The purpose of the RJ-31X is two-fold. First, it is designed to disconnect everything downstream from the panel (i.e. all the phones in the house/business) so that the burglar can't interupt the phone call. Second, they allow the panel to take over in the event of an emergency and interupt communications on that line. The panel will sieze the line, draw a new dial tone, and call the alarm monitoring center even if the line was in use for a voice call.

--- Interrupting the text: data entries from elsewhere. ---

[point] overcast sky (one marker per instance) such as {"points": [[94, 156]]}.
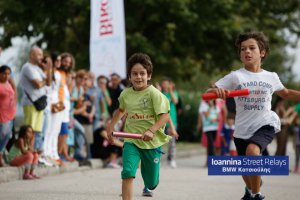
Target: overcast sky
{"points": [[12, 51]]}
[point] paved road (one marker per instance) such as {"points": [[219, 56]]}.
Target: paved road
{"points": [[189, 182]]}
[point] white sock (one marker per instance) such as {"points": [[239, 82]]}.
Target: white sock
{"points": [[253, 195]]}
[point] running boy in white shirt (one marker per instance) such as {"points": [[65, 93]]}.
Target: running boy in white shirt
{"points": [[256, 124]]}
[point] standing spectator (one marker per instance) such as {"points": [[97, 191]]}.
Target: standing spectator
{"points": [[86, 118], [115, 90], [227, 136], [33, 81], [67, 64], [286, 116], [172, 96], [96, 96], [8, 106], [55, 118], [102, 84], [23, 153]]}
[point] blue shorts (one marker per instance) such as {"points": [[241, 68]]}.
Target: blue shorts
{"points": [[64, 130]]}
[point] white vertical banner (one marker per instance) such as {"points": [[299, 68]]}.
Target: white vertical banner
{"points": [[107, 38]]}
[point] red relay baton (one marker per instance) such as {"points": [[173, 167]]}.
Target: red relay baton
{"points": [[232, 93], [127, 135]]}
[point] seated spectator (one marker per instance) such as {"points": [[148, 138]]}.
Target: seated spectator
{"points": [[22, 153]]}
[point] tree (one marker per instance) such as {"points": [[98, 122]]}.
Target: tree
{"points": [[183, 37]]}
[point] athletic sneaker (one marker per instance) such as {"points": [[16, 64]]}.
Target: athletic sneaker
{"points": [[257, 197], [28, 177], [247, 195], [147, 192]]}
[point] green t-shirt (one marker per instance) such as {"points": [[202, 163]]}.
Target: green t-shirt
{"points": [[173, 111], [143, 108], [297, 108]]}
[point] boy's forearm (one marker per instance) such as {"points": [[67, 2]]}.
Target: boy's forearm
{"points": [[117, 116], [163, 119]]}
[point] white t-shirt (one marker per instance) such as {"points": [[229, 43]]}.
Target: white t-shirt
{"points": [[207, 124], [253, 111], [31, 72]]}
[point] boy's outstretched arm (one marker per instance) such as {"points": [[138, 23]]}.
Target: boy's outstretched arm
{"points": [[172, 129], [289, 94], [149, 133], [117, 116]]}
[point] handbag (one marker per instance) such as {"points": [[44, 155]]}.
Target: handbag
{"points": [[57, 107], [40, 103]]}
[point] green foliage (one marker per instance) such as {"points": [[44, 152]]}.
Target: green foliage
{"points": [[192, 41], [183, 37]]}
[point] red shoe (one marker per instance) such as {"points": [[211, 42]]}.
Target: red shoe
{"points": [[27, 177], [35, 176]]}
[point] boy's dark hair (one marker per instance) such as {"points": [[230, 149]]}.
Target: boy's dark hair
{"points": [[260, 37], [3, 68], [165, 78], [23, 130], [142, 59], [115, 74]]}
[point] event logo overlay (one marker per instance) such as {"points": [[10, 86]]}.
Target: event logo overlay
{"points": [[248, 165]]}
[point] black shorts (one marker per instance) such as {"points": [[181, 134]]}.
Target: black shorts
{"points": [[262, 137]]}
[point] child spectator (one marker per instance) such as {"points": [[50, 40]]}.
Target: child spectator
{"points": [[22, 152]]}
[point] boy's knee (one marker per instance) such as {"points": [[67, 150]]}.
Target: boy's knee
{"points": [[29, 156], [128, 173], [151, 186]]}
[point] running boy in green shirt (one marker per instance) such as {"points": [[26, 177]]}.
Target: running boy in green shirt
{"points": [[148, 112]]}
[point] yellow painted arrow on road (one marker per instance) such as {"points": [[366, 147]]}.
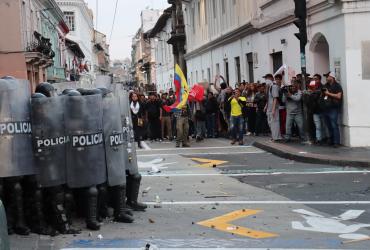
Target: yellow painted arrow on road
{"points": [[222, 223], [208, 163]]}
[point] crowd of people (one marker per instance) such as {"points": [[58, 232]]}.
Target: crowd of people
{"points": [[281, 110]]}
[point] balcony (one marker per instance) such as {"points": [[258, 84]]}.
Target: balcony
{"points": [[56, 74]]}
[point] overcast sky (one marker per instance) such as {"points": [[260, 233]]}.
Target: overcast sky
{"points": [[126, 24]]}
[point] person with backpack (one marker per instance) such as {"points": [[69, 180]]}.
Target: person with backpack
{"points": [[238, 107], [272, 107]]}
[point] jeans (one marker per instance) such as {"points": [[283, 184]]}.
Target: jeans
{"points": [[298, 119], [237, 123], [182, 128], [261, 122], [166, 125], [211, 125], [274, 123], [200, 128], [317, 118], [331, 120]]}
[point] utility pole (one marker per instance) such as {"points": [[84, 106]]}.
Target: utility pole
{"points": [[301, 15], [178, 37]]}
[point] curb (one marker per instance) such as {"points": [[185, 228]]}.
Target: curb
{"points": [[312, 158]]}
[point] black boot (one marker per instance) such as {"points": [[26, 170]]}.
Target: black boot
{"points": [[39, 225], [121, 213], [17, 201], [68, 205], [59, 213], [91, 214], [133, 186], [103, 212]]}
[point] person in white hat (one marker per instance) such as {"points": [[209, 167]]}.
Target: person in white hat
{"points": [[332, 96]]}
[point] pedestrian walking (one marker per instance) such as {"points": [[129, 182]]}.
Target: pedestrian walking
{"points": [[237, 104], [137, 114], [182, 127], [272, 107]]}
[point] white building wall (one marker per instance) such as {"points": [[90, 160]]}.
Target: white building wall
{"points": [[339, 23], [164, 59], [84, 27]]}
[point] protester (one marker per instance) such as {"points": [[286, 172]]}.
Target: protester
{"points": [[251, 109], [154, 112], [166, 122], [293, 100], [237, 103], [199, 120], [332, 95], [137, 114], [261, 119], [314, 107], [182, 127], [211, 111], [272, 107]]}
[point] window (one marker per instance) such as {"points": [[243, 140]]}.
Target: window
{"points": [[70, 19], [237, 67], [214, 4], [199, 14], [223, 6]]}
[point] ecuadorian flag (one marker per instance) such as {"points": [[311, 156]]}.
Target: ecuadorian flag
{"points": [[182, 91]]}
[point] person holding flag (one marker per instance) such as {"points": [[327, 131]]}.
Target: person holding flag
{"points": [[181, 108]]}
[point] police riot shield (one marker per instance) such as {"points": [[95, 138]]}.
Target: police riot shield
{"points": [[113, 141], [49, 140], [16, 156], [131, 158], [83, 117]]}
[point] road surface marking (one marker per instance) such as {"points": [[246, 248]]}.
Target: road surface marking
{"points": [[333, 225], [269, 248], [257, 174], [287, 202], [185, 154], [208, 163], [145, 145], [155, 165], [222, 223], [198, 148]]}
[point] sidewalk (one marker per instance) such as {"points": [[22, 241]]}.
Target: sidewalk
{"points": [[343, 156]]}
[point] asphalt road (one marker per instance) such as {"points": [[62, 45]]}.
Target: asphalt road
{"points": [[250, 199]]}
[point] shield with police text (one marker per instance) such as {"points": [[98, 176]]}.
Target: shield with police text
{"points": [[131, 158], [49, 140], [83, 116], [16, 154], [114, 140]]}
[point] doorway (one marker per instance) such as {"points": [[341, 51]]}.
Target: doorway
{"points": [[320, 50], [250, 64], [277, 61]]}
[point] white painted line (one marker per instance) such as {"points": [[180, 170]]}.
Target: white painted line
{"points": [[198, 148], [258, 174], [185, 154], [269, 248], [145, 145], [287, 202]]}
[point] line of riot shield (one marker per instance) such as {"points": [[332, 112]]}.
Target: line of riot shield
{"points": [[131, 159], [114, 141], [16, 154], [49, 140], [85, 151]]}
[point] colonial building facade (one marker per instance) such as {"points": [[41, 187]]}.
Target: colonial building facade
{"points": [[80, 21], [143, 50], [243, 40], [160, 35], [32, 40]]}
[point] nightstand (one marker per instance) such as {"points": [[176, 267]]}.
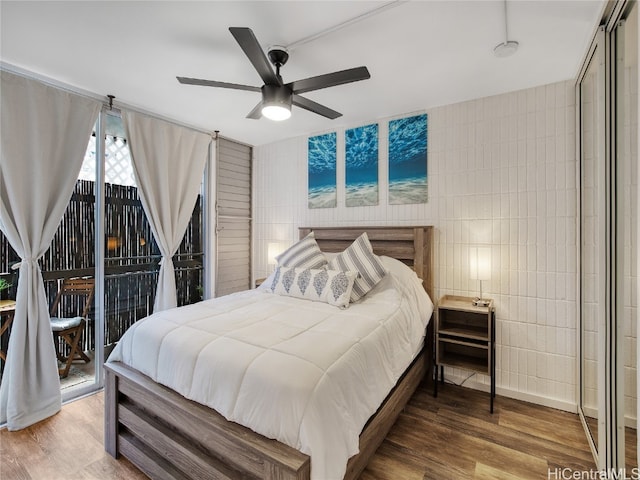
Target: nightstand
{"points": [[465, 338]]}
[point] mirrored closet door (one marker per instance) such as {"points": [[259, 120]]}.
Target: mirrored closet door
{"points": [[607, 141], [593, 225]]}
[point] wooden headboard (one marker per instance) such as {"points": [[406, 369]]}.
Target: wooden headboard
{"points": [[411, 245]]}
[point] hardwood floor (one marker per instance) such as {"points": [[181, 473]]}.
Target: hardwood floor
{"points": [[450, 437], [454, 436]]}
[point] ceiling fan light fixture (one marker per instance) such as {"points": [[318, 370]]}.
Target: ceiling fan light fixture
{"points": [[505, 49], [276, 112], [276, 102]]}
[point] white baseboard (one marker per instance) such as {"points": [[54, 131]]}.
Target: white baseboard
{"points": [[507, 392]]}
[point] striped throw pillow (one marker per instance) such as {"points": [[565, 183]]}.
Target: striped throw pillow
{"points": [[304, 254], [359, 257]]}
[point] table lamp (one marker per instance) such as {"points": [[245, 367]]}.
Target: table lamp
{"points": [[480, 269], [273, 250]]}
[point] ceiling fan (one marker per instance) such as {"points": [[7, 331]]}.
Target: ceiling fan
{"points": [[277, 96]]}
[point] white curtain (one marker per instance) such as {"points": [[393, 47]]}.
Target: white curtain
{"points": [[168, 163], [43, 139]]}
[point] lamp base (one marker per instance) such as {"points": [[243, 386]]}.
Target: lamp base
{"points": [[480, 302]]}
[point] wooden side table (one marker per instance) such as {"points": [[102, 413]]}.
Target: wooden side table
{"points": [[465, 338], [7, 309]]}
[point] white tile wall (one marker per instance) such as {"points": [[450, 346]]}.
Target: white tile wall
{"points": [[502, 173]]}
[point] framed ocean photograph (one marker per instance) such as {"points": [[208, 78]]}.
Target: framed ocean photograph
{"points": [[361, 166], [321, 158], [408, 160]]}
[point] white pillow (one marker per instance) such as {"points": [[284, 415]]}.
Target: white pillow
{"points": [[359, 257], [304, 254], [316, 284]]}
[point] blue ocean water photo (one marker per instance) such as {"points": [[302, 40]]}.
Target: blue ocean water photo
{"points": [[361, 165], [408, 160], [321, 159]]}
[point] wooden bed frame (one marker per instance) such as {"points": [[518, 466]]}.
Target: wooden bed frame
{"points": [[167, 436]]}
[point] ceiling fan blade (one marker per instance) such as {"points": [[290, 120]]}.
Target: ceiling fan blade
{"points": [[256, 113], [213, 83], [330, 80], [252, 49], [314, 107]]}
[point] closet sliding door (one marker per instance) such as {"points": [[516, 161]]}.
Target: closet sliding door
{"points": [[625, 198], [607, 140], [233, 217], [594, 263]]}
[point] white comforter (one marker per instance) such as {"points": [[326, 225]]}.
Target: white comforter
{"points": [[305, 373]]}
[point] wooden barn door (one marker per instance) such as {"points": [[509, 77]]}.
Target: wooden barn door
{"points": [[233, 217]]}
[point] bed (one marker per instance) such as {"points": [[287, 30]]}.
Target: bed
{"points": [[168, 436]]}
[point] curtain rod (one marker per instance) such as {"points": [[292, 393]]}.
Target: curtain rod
{"points": [[94, 96]]}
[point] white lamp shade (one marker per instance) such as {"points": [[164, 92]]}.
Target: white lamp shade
{"points": [[273, 250], [480, 263]]}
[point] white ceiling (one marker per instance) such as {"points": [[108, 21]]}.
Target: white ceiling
{"points": [[420, 54]]}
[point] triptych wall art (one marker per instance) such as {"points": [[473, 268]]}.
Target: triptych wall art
{"points": [[407, 160], [322, 171]]}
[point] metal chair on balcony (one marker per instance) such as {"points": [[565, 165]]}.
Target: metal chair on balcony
{"points": [[70, 329]]}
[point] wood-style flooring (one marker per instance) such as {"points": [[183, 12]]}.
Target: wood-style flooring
{"points": [[450, 437]]}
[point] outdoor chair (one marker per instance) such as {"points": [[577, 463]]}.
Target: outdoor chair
{"points": [[70, 329]]}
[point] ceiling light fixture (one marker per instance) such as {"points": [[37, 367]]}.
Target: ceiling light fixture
{"points": [[276, 102], [508, 47]]}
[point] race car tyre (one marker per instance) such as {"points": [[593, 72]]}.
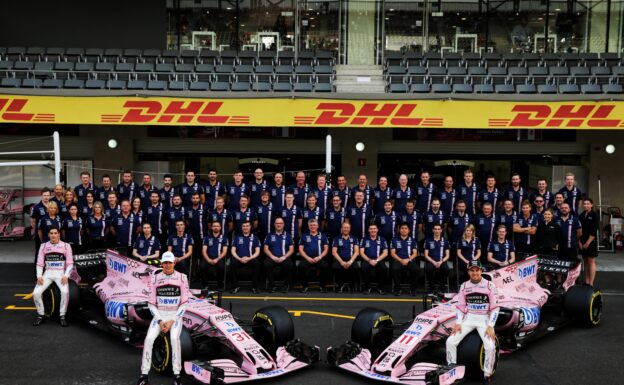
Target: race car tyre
{"points": [[272, 327], [372, 329], [583, 304], [161, 352], [52, 300], [471, 354]]}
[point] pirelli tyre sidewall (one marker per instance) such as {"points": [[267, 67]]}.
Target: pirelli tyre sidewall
{"points": [[52, 300], [162, 360], [471, 354], [272, 327], [583, 304], [372, 329]]}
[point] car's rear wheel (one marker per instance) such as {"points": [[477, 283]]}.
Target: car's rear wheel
{"points": [[471, 354], [272, 327], [583, 304], [162, 352], [372, 329]]}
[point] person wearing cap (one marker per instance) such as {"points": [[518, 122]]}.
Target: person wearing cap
{"points": [[169, 294], [476, 308]]}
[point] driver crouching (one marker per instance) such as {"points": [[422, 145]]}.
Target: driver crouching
{"points": [[476, 308], [169, 294]]}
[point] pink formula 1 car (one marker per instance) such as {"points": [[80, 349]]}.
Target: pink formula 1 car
{"points": [[110, 292], [528, 311]]}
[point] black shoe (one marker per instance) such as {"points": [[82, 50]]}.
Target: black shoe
{"points": [[143, 380], [39, 320]]}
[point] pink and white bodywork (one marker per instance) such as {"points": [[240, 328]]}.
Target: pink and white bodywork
{"points": [[125, 289]]}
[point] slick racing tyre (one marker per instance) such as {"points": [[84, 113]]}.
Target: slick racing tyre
{"points": [[373, 330], [52, 300], [583, 304], [471, 354], [272, 327], [162, 360]]}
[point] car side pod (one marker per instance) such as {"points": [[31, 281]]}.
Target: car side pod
{"points": [[293, 356], [352, 357]]}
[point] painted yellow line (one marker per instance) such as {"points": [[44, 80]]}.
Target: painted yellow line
{"points": [[13, 307], [259, 298], [297, 313]]}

Now newer panels will monitor the voltage on the phone line input. Most are programmable for how long you want to have it wait before reporting the line as not present. Generally we set those to 15 minutes or so. Then you have the choice to make the system go into trouble or alarm. Normally we choose trouble. So, if you were rebuilding the NID or splicing or something and took dialtone away for over 15 minutes, the panel would beep inside indicating a loss of phone line. Often the telco's i deal with will take a line down for several minutes for testing/splicing, etc. Of course, if the crook cuts the line before the NID and then breaks in, it won't be able to call the police. You are dependant on a local siren alarm to get attention from the neighbors, or a back up cellular phone connnected to the panel.
Hope that helps.
It is only my opinion, based on my experience and education...I am always willing to learn, educate me!